Activation functions will almost certainly not be the crux move for solving AGI.

> Tanh is implemented in hardware so it's used.

Tanh is _not_ generally implemented in hardware, and it’s one of the fussier functions in math.h to implement well. Its only real virtues are that implementations are available everywhere, its derivative is relatively simple, and it has the right symmetries.

You're right that neural networks don't care too much the shape of most activation functions. I assume that splicing together two decaying exponential functions at the origin would work just as well in practice.

However tanh is a bit more special than just having the right symmetries. Sigmoid is the correct function to turn an additive value into a probability (range 0 to 1). Tanh is a scaled sigmoid which fulfills the same purpose for the -1 to +1 interval.
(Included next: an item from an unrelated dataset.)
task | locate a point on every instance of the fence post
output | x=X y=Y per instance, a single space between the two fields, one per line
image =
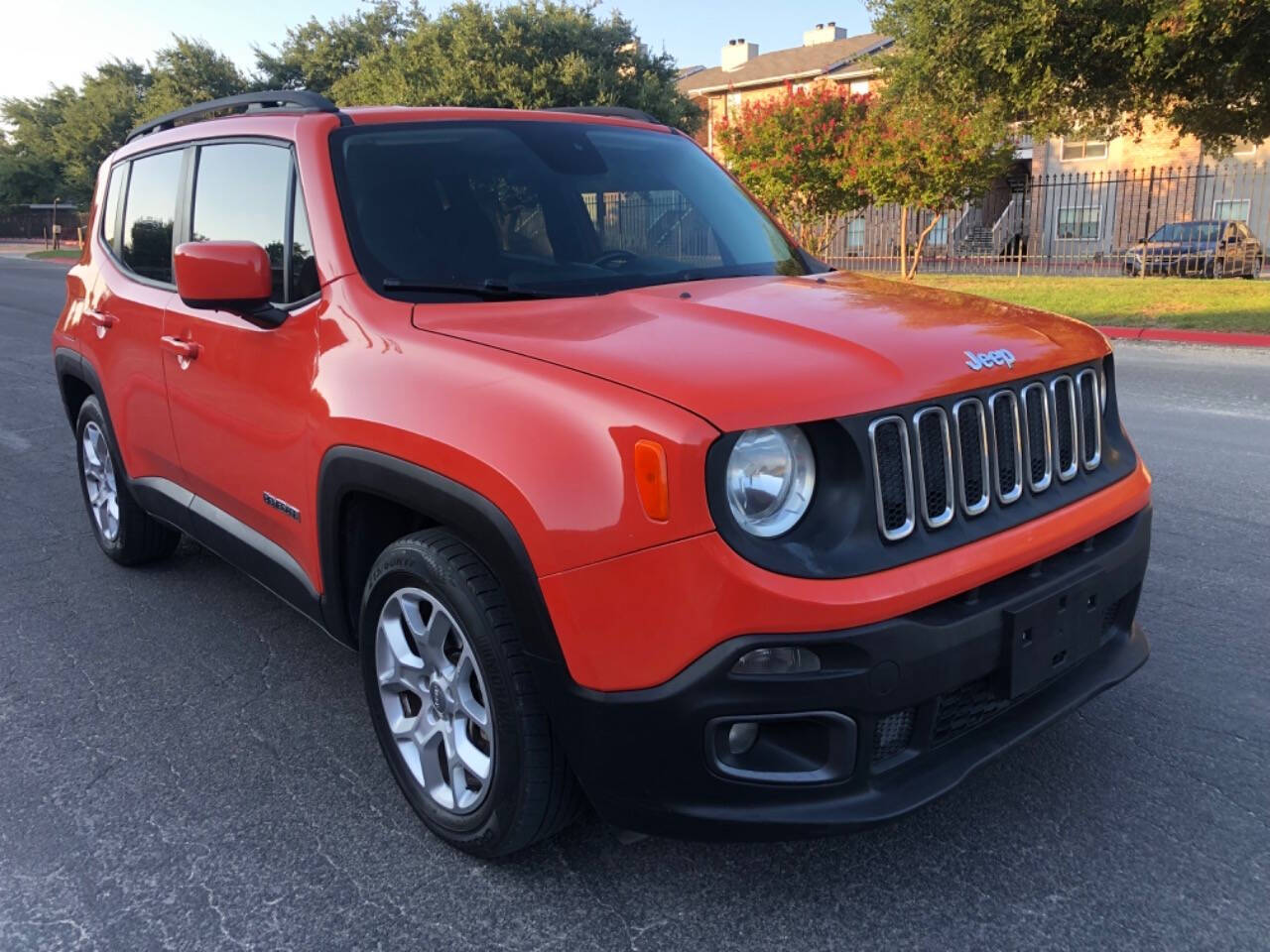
x=1146 y=230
I sometimes wonder if clamped linear or exponential functions would work better than tanh/sigmoid in places where they're currently used (like LSTM/GRU gates).

Yeah, wiki has a decent survey of sigmoid (the family, not the specific function ML people often refer to by that name) functions here: https://en.wikipedia.org/wiki/Sigmoid_function#/media/File:G...

Note that tanh saturates to ±1 faster than most except erf when normalized to have slope 1 at the origin (its series at +infinity is like 1 - 2e^{-2x} + o(e^{-4x}), while many of the other options have polynomial series, so they don't approach 1 nearly as fast).

I suspect some applications would in theory rather use erf, but erf is even worse to compute than tanh (on the other hand, erf's derivative is really nice, so who knows?)

I assume that splicing together two decaying exponential functions at the origin would work just as well in practice.

Also known as tanh: https://en.wikipedia.org/wiki/Hyperbolic_functions

One "disadvantage" is that it doesn't saturate to [-1.0, 1.0] like appropriately scaled tanh.

By splicing together I mean a piecewise function which is `exp(x) - 1` on the left and `1 - exp(-x)` on the right. Which should be similar enough to tanh for most purposes.

Sure, it even has continuous derivatives of all orders and the right slope at the origin. It just doesn’t saturate to +/-1 as fast, which probably doesn’t matter.

So sin() could be used instead of tanh, if appropriately shifted and scaled I presume?

You'd at least want to keep it at ±1 once it reaches that value instead of oscillating.

I was thinking of a half-period, ie +/- pi/2.

But yeah I wasn't thinking too much about large input values, I presumed clamped inputs, which I guess might not be ideal.

I was talking about an output value of ±1 which corresponds to ±pi/2 as an input value. So we mean the same thing.